The widespread belief, at least in America, is that we now are free from the Law of Moses, but mercy and forgiveness have taken the place of the Law. Also that the freely given righteousness insures that we will enter Heaven when we die and live forever in a mansion. There we will be praising God for eternity. So now we have an unscriptural plan of salvation and an unscriptural salvation (eternal existence in a mansion in the spirit world).

Let me discuss these two elements: the plan, and then the result of the plan, or, we might say, the actual goal of salvation.

We know that presenting the plan as an eternal forgiveness that operates independently of our behaviour is incorrect, because in several passages the Apostle Paul tells us that if we continue to obey our sinful nature we will not inherit the Kingdom of God. In the Day of Resurrection we will experience corruption.
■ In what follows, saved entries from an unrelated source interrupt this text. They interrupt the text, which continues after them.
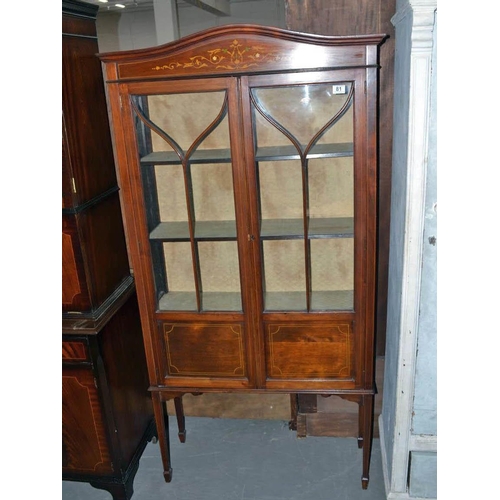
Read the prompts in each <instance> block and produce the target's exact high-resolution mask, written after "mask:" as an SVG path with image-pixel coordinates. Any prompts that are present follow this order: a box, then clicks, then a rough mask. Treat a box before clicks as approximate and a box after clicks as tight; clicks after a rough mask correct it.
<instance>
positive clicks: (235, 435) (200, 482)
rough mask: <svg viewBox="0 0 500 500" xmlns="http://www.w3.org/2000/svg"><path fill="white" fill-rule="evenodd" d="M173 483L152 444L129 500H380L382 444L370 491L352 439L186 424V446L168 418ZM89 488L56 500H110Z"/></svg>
mask: <svg viewBox="0 0 500 500" xmlns="http://www.w3.org/2000/svg"><path fill="white" fill-rule="evenodd" d="M170 426H171V454H172V462H173V465H172V467H173V471H174V472H173V479H172V482H171V483H165V481H164V480H163V474H162V472H163V470H162V465H161V459H160V450H159V446H158V444H153V443H149V444H148V445H147V447H146V449H145V451H144V454H143V456H142V458H141V461H140V464H139V470H138V472H137V475H136V477H135V481H134V495H133V496H132V499H133V500H160V499H161V500H299V499H300V500H304V499H305V500H313V499H314V500H385V498H386V497H385V492H384V481H383V473H382V464H381V456H380V441H379V440H378V439H374V441H373V451H372V462H371V470H370V484H369V486H368V489H367V490H362V489H361V471H362V462H361V461H362V451H361V450H359V449H358V446H357V440H356V439H355V438H332V437H307V438H305V439H297V436H296V433H295V432H293V431H290V430H289V429H288V422H286V421H278V420H246V419H220V418H203V417H187V418H186V426H187V440H186V443H184V444H181V443H180V442H179V441H178V439H177V432H176V429H177V427H176V423H175V422H174V420H173V419H172V418H171V419H170ZM111 498H112V497H111V494H110V493H108V492H107V491H102V490H97V489H95V488H93V487H92V486H90V485H89V484H87V483H76V482H67V481H63V485H62V500H110V499H111Z"/></svg>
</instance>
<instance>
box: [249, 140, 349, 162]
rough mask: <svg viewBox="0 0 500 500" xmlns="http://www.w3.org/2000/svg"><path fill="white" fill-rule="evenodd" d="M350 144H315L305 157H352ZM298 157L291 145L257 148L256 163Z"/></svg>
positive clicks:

Also, the Lord Jesus told us plainly, in the last chapter of the Bible, that He is going to reward each of us according to our works. Thus we have an unscriptural plan.

But what then is the covenant, the plan that replaces the Law of Moses? The plan is as follows:

At one time we too were foolish, disobedient, deceived and enslaved by all kinds of passions and pleasures. We lived in malice and envy, being hated and hating one another. But when the kindness and love of God our Saviour appeared, he saved us, not because of righteous things we had done, but because of his mercy. He saved us through the washing of rebirth and renewal by the Holy Spirit, whom he poured out on us generously through Jesus Christ our Saviour, so that, having been justified by his grace, we might become heirs having the hope of eternal life. This is a trustworthy saying. And I want you to stress these things, so that those who have trusted in God may be careful to devote themselves to doing what is good. These things are excellent and profitable for everyone. (Titus 3:3-8)
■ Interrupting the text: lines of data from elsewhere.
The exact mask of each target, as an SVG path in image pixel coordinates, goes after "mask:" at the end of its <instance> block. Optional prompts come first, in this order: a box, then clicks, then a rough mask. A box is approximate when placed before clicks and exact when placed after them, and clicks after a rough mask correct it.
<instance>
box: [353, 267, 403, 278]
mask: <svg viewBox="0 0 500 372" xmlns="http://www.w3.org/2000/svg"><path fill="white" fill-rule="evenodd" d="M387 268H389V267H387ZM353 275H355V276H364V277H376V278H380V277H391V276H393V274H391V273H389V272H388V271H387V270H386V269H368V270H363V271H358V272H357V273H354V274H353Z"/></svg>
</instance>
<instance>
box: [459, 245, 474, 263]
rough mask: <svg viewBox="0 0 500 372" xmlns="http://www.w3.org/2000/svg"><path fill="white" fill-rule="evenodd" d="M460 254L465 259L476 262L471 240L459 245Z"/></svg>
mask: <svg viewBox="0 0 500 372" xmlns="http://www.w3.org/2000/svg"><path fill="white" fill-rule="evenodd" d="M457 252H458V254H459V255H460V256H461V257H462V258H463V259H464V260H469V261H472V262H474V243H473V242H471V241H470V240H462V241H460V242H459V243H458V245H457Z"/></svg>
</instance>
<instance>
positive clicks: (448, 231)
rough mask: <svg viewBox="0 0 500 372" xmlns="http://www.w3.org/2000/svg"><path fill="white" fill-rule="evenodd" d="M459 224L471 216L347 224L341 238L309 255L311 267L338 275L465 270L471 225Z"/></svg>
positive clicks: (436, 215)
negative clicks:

Please note that the passage above does away with the current preaching. What plan replaces the Law of Moses?

"The washing of rebirth and renewal by the Holy Spirit."
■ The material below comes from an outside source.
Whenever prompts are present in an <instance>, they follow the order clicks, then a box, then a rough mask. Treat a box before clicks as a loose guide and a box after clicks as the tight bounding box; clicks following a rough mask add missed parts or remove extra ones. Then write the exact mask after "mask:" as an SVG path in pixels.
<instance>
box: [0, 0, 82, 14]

As the new birth develops in us our old sinful nature is washed away. Christ is formed in us. The Holy Spirit continually is renewing us in the Life of Christ. These mercies were not available under the Law of Moses. It is a new covenant. This is transformation, not just forgiveness.

Our unscriptural goal is eternal existence in a mansion in the spirit world. What, then, is the scriptural goal?

There are two dimensions of the scriptural goal. The first dimension is our complete transformation into the image of God, and then the likeness of God. Change into the image of God means that we behave as God behaves. Change into the likeness of God means we look like God. The change in likeness depends on the change in image. The change in image begins now. But both will require untold ages to accomplish.

The second dimension of the scriptural goal is what the Book of Hebrews terms the "rest of God." The rest of God is our eternal Sabbath. As we enter the rest of God we begin to think as God is thinking; speak as God is speaking; act as God is acting. We are at perfect rest in the very centre of God’s Person. We always do His will by nature and delight in it, just as our Lord Jesus does.

I have no idea how long it will take for Christian thinking to change from the forgiveness–mansion mindset to the transformation– "rest of God" mindset. But until it does, the churches will continue to be filled with believers who are living in the sinful, adamic nature, pursuing their independent life according to their own plans and ambitions.